Anyone else feel the same?
Well I don't know about favorite poem, but it is magnificent. Let's post it:
Almost every line is spectacular.Quote:
The Second Coming
by William Butler Yeats
Turning and turning in the widening gyre
The falcon cannot hear the falconer;
Things fall apart; the centre cannot hold;
Mere anarchy is loosed upon the world,
The blood-dimmed tide is loosed, and everywhere
The ceremony of innocence is drowned;
The best lack all conviction, while the worst
Are full of passionate intensity.
Surely some revelation is at hand;
Surely the Second Coming is at hand.
The Second Coming! Hardly are those words out
When a vast image out of Spiritus Mundi
Troubles my sight: somewhere in sands of the desert
A shape with lion body and the head of a man,
A gaze blank and pitiless as the sun,
Is moving its slow thighs, while all about it
Reel shadows of the indignant desert birds.

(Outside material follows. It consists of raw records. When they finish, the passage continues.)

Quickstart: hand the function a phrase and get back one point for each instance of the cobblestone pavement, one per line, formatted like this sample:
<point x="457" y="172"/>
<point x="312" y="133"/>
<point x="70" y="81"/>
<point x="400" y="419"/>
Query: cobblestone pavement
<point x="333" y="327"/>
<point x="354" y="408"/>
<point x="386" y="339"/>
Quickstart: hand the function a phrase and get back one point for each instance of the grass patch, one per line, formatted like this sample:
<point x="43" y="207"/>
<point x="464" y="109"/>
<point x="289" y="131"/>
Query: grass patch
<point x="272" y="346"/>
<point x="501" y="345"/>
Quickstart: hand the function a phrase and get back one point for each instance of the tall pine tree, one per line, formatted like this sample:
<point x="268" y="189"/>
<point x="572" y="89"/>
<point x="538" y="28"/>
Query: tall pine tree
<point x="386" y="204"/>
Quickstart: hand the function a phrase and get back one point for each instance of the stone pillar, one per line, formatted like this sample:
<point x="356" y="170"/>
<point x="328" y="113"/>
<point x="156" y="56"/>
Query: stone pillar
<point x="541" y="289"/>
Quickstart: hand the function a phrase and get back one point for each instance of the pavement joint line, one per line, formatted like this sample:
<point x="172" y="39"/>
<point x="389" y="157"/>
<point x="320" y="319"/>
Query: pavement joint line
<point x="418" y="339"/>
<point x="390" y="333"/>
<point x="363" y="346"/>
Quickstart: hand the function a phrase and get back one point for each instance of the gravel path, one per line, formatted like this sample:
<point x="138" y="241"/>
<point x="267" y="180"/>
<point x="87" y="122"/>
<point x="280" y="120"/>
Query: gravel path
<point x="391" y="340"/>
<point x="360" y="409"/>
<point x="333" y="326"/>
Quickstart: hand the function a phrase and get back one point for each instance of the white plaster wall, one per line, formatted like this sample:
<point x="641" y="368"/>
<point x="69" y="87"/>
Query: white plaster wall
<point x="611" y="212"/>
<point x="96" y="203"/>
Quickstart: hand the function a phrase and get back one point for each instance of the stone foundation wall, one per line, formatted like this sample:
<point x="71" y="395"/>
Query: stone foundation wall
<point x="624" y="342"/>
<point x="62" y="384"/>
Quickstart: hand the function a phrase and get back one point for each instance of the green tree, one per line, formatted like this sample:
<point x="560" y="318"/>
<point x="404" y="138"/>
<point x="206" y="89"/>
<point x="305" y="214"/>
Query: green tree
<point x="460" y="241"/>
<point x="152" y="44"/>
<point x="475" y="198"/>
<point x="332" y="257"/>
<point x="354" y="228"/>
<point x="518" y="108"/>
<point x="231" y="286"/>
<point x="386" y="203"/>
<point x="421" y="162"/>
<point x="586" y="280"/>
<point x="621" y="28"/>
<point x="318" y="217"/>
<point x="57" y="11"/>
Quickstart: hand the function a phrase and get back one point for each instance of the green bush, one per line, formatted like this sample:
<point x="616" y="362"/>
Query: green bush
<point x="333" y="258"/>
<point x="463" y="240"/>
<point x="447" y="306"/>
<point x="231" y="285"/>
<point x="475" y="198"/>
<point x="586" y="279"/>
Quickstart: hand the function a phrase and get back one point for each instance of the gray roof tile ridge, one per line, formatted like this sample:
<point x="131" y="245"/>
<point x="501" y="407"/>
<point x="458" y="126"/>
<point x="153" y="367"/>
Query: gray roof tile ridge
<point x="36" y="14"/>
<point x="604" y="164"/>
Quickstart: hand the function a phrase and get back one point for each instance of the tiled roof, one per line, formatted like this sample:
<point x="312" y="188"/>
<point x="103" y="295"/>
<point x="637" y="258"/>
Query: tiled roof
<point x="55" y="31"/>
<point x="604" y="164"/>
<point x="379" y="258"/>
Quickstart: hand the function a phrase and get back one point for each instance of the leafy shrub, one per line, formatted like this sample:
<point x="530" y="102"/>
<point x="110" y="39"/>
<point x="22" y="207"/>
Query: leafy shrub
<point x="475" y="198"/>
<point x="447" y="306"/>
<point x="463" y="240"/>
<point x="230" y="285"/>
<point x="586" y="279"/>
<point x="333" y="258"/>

The darkness drops again; but now I know
That twenty centuries of stony sleep
Were vexed to nightmare by a rocking cradle,
And what rough beast, its hour come round at last,
Slouches towards Bethlehem to be born?
I know, its hard to pick a favorite line.
I've always had an inclination towards the lines at the beginning:
Ever since I read Things Fall Apart by Chinua Achebe.Quote:
Things fall apart; the centre cannot hold;
Mere anarchy is loosed upon the world,
That's simply a superficial inclination at best since I liked the book so much. Overall, the poem is excellent in itself and I don't think there is a "best line."
If there is a favorite part, let me pick the very openning:
I love that. :)Quote:
Turning and turning in the widening gyre
The falcon cannot hear the falconer;
I agree Virgil, those are the best lines.